En France, ce lundi 30 septembre 2019 est un jour de deuil national en hommage à Jacques Chirac, décédé la semaine dernière. Nous reproduisons ci-dessous le discours qu’il a prononcé le 2 septembre 2002, en tant que président de la République française, devant l’assemblée plénière du IVe Sommet de la Terre à Johannesburg, en Afrique du Sud.
Notre maison brûle et nous regardons ailleurs. La nature, mutilée, surexploitée, ne parvient plus à se reconstituer et nous refusons de l’admettre. L’Humanité souffre. Elle souffre de mal-développement, au Nord comme au Sud, et nous sommes indifférents. La Terre et l’Humanité sont en péril et nous en sommes tous responsables.
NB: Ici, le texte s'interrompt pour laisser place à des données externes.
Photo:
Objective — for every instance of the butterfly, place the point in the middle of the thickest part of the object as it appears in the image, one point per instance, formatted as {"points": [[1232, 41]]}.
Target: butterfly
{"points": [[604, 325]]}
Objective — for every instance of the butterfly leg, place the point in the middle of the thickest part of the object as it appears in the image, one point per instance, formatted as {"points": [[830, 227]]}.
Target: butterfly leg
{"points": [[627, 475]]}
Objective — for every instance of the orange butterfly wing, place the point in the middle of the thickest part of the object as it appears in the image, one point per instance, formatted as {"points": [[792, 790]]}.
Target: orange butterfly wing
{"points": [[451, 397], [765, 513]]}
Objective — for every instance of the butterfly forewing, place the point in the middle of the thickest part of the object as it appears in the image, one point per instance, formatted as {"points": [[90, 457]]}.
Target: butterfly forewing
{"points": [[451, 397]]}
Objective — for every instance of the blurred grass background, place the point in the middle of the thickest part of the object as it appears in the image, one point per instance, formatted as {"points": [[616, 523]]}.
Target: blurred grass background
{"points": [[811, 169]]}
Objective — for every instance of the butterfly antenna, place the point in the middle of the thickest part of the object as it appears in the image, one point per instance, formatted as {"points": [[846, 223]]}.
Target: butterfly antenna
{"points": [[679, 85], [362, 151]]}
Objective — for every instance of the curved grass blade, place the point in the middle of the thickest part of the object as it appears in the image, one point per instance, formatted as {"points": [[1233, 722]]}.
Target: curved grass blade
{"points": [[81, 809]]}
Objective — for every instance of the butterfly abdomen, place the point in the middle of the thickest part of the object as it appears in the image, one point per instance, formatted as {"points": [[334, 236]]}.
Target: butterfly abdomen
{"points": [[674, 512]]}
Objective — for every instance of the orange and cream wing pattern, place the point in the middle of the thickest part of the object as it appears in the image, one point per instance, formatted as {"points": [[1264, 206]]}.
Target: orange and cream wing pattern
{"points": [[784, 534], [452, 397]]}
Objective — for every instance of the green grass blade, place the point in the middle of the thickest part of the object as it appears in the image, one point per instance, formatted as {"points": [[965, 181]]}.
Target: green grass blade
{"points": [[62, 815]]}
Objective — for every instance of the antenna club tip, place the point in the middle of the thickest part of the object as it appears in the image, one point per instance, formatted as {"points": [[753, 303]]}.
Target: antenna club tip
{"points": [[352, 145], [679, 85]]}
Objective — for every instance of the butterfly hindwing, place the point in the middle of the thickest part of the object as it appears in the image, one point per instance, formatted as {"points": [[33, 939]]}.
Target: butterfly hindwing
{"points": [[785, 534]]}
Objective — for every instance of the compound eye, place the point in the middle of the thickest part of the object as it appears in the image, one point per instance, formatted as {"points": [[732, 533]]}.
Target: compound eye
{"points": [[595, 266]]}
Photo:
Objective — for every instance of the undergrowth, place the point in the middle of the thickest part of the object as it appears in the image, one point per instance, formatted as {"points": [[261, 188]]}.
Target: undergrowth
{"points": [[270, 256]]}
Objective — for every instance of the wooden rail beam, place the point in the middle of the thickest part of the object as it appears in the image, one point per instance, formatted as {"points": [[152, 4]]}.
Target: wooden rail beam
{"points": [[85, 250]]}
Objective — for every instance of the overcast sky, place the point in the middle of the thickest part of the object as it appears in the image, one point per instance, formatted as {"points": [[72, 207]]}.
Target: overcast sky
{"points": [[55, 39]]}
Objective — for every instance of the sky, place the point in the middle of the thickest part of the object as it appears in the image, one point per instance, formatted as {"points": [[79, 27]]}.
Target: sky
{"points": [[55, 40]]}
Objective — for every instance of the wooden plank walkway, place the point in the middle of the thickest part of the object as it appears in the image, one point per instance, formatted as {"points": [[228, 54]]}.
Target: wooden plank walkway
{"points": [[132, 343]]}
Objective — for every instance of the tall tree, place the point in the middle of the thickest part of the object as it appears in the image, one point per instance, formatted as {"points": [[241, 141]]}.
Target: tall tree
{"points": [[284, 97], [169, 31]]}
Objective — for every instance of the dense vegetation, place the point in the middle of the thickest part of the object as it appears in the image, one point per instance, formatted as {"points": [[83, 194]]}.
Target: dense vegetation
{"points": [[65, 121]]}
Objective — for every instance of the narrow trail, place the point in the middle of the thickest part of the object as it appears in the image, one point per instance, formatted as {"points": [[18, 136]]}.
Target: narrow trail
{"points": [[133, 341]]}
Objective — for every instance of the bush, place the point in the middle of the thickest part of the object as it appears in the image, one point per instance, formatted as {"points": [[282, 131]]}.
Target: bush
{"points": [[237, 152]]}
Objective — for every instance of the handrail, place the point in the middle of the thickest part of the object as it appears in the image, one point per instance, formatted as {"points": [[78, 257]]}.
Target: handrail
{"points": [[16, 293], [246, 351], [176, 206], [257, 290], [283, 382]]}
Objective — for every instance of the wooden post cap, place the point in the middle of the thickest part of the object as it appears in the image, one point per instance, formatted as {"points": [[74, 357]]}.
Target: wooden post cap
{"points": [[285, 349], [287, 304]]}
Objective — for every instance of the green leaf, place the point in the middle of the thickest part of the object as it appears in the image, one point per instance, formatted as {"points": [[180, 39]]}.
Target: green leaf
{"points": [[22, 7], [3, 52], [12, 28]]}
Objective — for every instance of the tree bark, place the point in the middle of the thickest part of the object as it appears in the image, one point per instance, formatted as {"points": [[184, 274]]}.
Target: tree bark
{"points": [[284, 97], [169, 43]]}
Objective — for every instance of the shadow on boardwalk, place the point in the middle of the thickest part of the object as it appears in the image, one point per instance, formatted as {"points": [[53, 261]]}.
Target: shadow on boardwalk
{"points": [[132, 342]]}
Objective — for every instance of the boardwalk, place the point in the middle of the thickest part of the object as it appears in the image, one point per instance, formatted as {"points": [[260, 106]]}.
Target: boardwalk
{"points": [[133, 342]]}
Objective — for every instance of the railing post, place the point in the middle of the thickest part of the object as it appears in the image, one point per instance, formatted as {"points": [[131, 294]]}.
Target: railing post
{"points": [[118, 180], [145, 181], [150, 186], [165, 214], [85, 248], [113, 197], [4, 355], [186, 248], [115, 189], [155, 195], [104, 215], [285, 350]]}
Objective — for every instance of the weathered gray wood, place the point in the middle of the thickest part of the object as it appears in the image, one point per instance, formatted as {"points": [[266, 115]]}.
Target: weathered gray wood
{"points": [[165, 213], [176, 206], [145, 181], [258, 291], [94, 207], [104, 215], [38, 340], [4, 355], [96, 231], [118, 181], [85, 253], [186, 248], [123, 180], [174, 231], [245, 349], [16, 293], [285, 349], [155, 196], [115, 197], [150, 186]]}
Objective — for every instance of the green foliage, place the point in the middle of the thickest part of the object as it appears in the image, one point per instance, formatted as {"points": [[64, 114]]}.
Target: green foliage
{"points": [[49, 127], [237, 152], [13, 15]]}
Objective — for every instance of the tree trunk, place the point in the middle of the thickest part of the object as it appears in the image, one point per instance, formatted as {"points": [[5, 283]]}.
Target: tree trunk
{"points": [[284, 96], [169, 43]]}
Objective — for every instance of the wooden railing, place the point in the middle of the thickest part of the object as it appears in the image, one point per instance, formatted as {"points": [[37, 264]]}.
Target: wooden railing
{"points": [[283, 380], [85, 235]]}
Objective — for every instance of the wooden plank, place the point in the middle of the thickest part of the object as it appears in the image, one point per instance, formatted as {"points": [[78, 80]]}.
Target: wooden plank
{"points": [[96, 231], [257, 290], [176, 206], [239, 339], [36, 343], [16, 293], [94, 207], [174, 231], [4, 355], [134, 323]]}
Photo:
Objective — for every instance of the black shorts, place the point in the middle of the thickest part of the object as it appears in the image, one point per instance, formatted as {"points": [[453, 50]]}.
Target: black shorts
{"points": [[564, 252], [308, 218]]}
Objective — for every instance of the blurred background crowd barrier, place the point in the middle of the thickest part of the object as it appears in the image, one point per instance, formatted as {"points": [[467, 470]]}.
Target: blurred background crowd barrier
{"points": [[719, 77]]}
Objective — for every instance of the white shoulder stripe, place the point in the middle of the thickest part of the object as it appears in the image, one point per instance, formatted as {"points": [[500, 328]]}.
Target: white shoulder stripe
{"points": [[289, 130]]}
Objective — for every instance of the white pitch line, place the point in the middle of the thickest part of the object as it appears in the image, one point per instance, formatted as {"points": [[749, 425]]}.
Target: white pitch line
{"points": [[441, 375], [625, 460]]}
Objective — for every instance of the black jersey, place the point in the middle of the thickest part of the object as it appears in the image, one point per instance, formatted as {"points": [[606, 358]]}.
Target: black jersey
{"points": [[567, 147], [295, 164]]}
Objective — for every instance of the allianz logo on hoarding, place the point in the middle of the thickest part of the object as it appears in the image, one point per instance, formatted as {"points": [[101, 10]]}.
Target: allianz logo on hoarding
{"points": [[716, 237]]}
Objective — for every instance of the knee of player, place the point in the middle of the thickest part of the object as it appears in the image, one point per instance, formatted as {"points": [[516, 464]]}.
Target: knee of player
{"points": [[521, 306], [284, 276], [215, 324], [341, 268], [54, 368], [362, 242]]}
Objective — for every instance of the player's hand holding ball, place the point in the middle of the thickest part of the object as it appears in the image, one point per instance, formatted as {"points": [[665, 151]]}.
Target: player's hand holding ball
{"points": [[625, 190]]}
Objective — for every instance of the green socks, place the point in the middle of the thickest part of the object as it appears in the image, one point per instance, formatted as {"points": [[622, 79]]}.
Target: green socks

Il est temps, je crois, d’ouvrir les yeux. Sur tous les continents, les signaux d’alerte s’allument. L’Europe est frappée par des catastrophes naturelles et des crises sanitaires. L’économie américaine, souvent boulimique en ressources naturelles, paraît atteinte d’une crise de confiance dans ses modes de régulation. L’Amérique Latine est à nouveau secouée par la crise financière et donc sociale. En Asie, la multiplication des pollutions, dont témoigne le nuage brun, s’étend et menace d’empoisonnement un continent tout entier. L’Afrique est accablée par les conflits, le SIDA, la désertification, la famine. Certains pays insulaires sont menacés de disparition par le réchauffement climatique.
Nous ne pourrons pas dire que nous ne savions pas ! Prenons garde que le XXIe siècle ne devienne pas, pour les générations futures, celui d’un crime de l’Humanité contre la Vie. Notre responsabilité collective est engagée. Responsabilité première des pays développés. Première par l’histoire, première par la puissance, première par le niveau de leurs consommations. Si l’Humanité entière se comportait comme les pays du Nord, il faudrait deux planètes supplémentaires pour faire face à nos besoins. Responsabilité des pays en développement aussi. Nier les contraintes à long terme au nom de l’urgence n’a pas de sens. Ces pays doivent admettre qu’il n’est d’autre solution pour eux que d’inventer un mode de croissance moins polluant.
Dix ans après Rio, nous n’avons pas de quoi être fiers. La mise en œuvre de l’Agenda 21 est laborieuse. La conscience de notre défaillance doit nous conduire, ici, à Johannesburg, à conclure l’alliance mondiale pour le développement durable.
Une alliance par laquelle les pays développés engageront la révolution écologique, la révolution de leurs modes de production et de consommation. Une alliance par laquelle ils consentiront l’effort de solidarité nécessaire en direction des pays pauvres. Une alliance à laquelle la France et l’Union européenne sont prêtes. Une alliance par laquelle le monde en développement s’engagera sur la voie de la bonne gouvernance et du développement propre.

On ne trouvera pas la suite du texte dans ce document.